Sue was sassy and straight-forward. She used to refer to herself and the other women she'd met in the trial as the "almost dead." She chose to concentrate on the "almost" part. When one woman kept focusing on the next trial and the one after that, seemingly desperate to stay alive, Sue faced her fate. When she met other breast cancer survivors who wanted to talk about cancer, cancer, cancer all the time, she would try to change the subject or be busy the next time she was invited along. She saw no use in allowing cancer to define her. She insisted she had no regrets in her life.
One thing she always wanted was to know as much as she could about the trial she had enrolled in, though information about an ongoing clinical trial is close to impossible to come by.
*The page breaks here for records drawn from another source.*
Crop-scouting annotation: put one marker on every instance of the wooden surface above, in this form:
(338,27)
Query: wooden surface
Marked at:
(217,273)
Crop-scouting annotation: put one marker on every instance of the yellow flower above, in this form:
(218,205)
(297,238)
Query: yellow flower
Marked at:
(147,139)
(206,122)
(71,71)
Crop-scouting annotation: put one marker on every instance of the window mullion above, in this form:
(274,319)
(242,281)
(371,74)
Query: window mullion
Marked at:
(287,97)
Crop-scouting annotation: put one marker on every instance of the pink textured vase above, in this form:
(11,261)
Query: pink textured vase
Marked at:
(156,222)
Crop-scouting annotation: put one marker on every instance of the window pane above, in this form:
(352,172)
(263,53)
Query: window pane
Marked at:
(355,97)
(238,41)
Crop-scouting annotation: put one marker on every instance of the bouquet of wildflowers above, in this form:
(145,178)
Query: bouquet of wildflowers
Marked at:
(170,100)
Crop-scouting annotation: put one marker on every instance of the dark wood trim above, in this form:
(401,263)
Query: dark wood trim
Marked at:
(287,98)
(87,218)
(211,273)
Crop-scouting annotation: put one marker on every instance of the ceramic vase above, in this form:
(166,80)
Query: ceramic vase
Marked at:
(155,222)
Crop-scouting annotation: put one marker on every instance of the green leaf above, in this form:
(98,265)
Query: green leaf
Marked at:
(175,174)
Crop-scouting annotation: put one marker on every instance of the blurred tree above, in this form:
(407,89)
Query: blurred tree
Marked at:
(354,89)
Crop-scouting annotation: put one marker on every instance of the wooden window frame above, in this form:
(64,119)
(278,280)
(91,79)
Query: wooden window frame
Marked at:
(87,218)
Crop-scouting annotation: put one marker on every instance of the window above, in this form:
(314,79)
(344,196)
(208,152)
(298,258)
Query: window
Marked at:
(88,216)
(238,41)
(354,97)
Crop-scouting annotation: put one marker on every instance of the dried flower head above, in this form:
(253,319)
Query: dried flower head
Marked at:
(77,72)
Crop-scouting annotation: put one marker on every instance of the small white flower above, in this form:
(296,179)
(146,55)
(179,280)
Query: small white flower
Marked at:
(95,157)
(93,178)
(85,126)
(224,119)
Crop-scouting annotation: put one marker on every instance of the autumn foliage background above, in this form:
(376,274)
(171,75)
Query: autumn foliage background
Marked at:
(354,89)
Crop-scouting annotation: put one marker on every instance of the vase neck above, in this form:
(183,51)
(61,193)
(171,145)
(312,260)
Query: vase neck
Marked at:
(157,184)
In a moment of frustration, she once lashed out: "If this thing isn't working, tell me so I can go out and find something else. I won't get angry, but I need to find something else that will."
I often wondered why people like Sue let people like me into their lives the way they did. As a reporter, I would call on the phone or knock on the door, and many times, more often than not, people would answer my most intimate questions. I spent that summer really getting to know Sue. I was with her when she got the good news that her cancer had slowed — and then, again, two months later when terrible back pain landed her in the hospital with what turned out to be the cancer roaring back.
For the two-plus years since, we would speak about her death as if it were the weather outside. I was afraid, but she never was. I would tear up, feel my heart ache when things sounded bad. She would be strong.
Sue died on Sept. 30; she was 62.
After I left the Sun a year ago for a new career, Sue lamented that no one would be at the paper to write about her when she was gone. She was worried she wouldn't get the send-off received by others featured in the series, "The Trial of Their Lives." She worried no one would remember her.
I promised her I would make sure no one ever forgot.